Wake & Bake may be under another name now...there's a "dispute" in town about who has the rights to the name.  :Roll Eyes (Sarcastic): 

It's definitely important to purchase from a reputable place ...but it's also important to not overindulge when you may have never consumed before or consumed from that particular vendor. The good vendors will advise you on how to enjoy their product.

----------


## Irine

Go on up to the Ted"s Shroom Boom on the cliff's if you want to shake and bake :Friendly Wink:

----------


## SoloTraveller

> Go on up to the Ted"s Shroom Boom on the cliff's if you want to shake and bake


Or Montanas across the street

----------


## 68Stang

Last time we got ours from Bob the brownie man.  We are at Legends this time, is there a good vendor near Legends?

----------


## kwhizz

Just keep an eye out for Norman

----------


## 68Stang

Great!  Will keep an eye out for Norman.  We get in later on Saturday, so maybe we will see him on Sunday.

----------


## Ever72

Go up to Can-Jam (Wake and Bake cafe, West End, on the garden side just past LTU and Citronella). Her butter is amazing. U can get a variety of delicious edibles and u will love them all.  I especially love the popcorn. You can share it with a lot of people or just munch nonstop for days. You dont need too much. Last time I was there, Karen shared with me a bowl of extra popcorn and I didnt even really eat any from my own bag!!!

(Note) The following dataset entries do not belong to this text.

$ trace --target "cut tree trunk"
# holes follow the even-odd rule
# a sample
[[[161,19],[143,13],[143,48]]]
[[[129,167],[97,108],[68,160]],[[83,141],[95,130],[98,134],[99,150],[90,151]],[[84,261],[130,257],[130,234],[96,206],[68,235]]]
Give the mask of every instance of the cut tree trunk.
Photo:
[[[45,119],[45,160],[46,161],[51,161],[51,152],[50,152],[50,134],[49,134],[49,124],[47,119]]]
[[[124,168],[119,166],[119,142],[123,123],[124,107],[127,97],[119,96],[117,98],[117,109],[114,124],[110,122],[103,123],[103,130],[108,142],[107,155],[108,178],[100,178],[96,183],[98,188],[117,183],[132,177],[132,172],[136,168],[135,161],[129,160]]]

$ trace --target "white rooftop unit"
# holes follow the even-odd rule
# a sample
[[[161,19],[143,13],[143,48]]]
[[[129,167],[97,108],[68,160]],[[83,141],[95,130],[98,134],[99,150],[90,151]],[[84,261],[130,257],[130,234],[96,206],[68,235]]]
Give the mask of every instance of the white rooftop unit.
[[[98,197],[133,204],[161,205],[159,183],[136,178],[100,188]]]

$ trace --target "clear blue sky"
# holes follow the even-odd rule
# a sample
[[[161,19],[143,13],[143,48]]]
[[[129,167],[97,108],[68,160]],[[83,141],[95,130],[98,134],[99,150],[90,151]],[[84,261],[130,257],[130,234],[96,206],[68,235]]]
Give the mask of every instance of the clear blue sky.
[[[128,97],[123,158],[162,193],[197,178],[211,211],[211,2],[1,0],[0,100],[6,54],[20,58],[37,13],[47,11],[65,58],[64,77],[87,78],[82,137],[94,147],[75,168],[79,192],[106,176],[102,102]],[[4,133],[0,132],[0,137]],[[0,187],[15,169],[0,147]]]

 Heres a good plan if u are coming from the beach... make an afternoon or evening out of it. Visit Can-Jam, Ras Rody for ital food and LTU for drinks during the sunset!  Thats a really nice part of the road up on the cliffs.

----------


## heater

That may have been me...update to my edible experience this year. I had 1/4 of a cookie from the Wake and Bake on the west end (not on the beach) this was a much better experience!

----------


## groove16

the wake and bake sign u are looking for is about 50 yds past charlea, going opposite direction u went...between charela and rondel....havent tried the stuff, just know the sign...

----------


## sabu

A guest at our hotel overindulged and needed a wheelchair back to his room! Patience is key as edibles can take awhile to "strike".

----------